For revealing the political and economic causes of world hunger and how citizens can help to remedy them.

Frances Moore-Lappé has tackled the political and economic roots of world hunger. Throughout her work, Lappé stressed that hunger is caused not by a scarcity of food but by a scarcity of democracy.

Her studies focus on why free-market myths need to be countered. In her opinion, society’s problems can only be solved in a “living democracy” that engages ordinary citizens in decision-making. Citizens and grassroots initiatives can help effectively end hunger, enabling the poor to transform their lives through greater democratic control. 

If some go without food they have surely been deprived of all power. The existence of hunger belies the existence of democracy.

Frances Moore-Lappé, 1987 Laureate

Frances Moore Lappé was born in 1944 and came to public notice in 1971 with the publication by Ballantine Books of her Diet for Small Planet, which has sold three million copies and been translated into French, German, Swedish, Japanese and Spanish.

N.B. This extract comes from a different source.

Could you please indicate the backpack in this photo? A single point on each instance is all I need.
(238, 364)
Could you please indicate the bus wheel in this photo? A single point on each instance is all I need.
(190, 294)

In 1975, Lappé and Joseph Collins co-founded the Institute for Food and Development Policy, which became known as Food First after the first book it published, entitled Food First: Beyond the Myth of Scarcity. The Institute, a non-governmental public education and research and documentation centre, is internationally recognised for addressing world hunger's political and economic roots and demonstrating how ordinary citizens can effectively help end hunger. The book Food First, co-authored by Lappé and Collins, showed that world hunger had political and economic causes, not due either to food scarcity or over-population. This theme was reinforced in their next book, World Hunger: Twelve Myths (1986).

Food First publicises lessons, both positive and negative, that increase understanding of how grassroots and non-governmental strategies can allow the poor to transform their lives through greater democratic control. To this end, Food First and Lappé have conducted in-depth investigations of food issues in Cuba, the Philippines, Mozambique, Tanzania, Bangladesh, Nicaragua, Mexico (Chiapas) and India (Kerala).

Food First has also joined with other groups in advocating policy changes that would bring greater democratic control of food resources to the world's poor majority. Grassroots groups widely use food First's books and reports in both the North and the South, as well as in college classrooms, and cultural exchanges are organised - most recently between organic farmers and specialists in Cuba and the United States.

Throughout her work, Lappé has stressed that hunger is caused not by a scarcity of food but by a scarcity of democracy. In 1990 she helped to bring that message home, co-founding with her husband, Paul Martin Du Bois, the Center for Living Democracy in Brattleboro, Vermont. Their 1994 book, The Quickening of America: Rebuilding Our Nation, Remaking Our Lives, describes the work of citizens creating a "living democracy" that engages ordinary citizens in decision-making. Believing that society's problems can only be solved in such a living democracy, Lappé and Du Bois create a national centre through which citizens learn from each other's trials and triumphs.

In 2001, Lappé co-founded the Small Planet Institute with her daughter Anna Lappé, to share the understanding of Living Democracy through research, lectures, books and social media. Small Planet Institute focuses on power, transparency and accountability to understand the causes, and the solutions, to injustices in the global food system.